What would Harrison’s main goals be if he becomes the next MLA for Cannington?
“I certainly agree with the provincial government in fighting the federal carbon tax.
“I don’t believe the federal government should have a right to discriminately impose a carbon tax on an individual province just because they don’t believe the plan the province has is adequate.
“I can’t understand how they think they can reach in and unilaterally decide Saskatchewan is getting this carbon tax starting April 1, 2019. I just don’t agree with that.
“The issues locally are certainly the highways and roads which are big concerns. Down the road RMs in certain areas are going to have problems securing gravel.

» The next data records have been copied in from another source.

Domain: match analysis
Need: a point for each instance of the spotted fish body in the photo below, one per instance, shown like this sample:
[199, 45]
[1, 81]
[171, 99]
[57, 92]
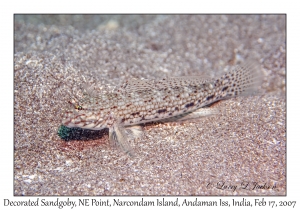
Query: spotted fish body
[140, 101]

We need to make sure our paved highways are built and maintained to an adequate standard because we have more and more trucks from oil and agriculture hauling down the roads.
“The other main concerns are healthcare and education, both in staff recruitment and keeping up facilities. Staff recruitment as far as healthcare, it’s not just doctors, it’s RNs and nurse practitioners, all kinds of medical care staff are required to keep our healthcare going.
“Our smaller hospitals and health centers go from being adequate to being short in very short order sometimes and it’s an ongoing commitment to keep recruiting future doctors, nurses and other specialists.”
Harrison said he has travelled extensively through the riding in the leadup to the nomination.
“I have been to almost all communities, some to more of a degree,” he said.
“It is a large area and I wish I had more time but I’m still ranching and I still have a job in the oil patch, so my time commitment to get out to different communities has been on weekends and after hours. I’ve been doing my best and working hard to get out there and I’ll keep working hard until the 13th.”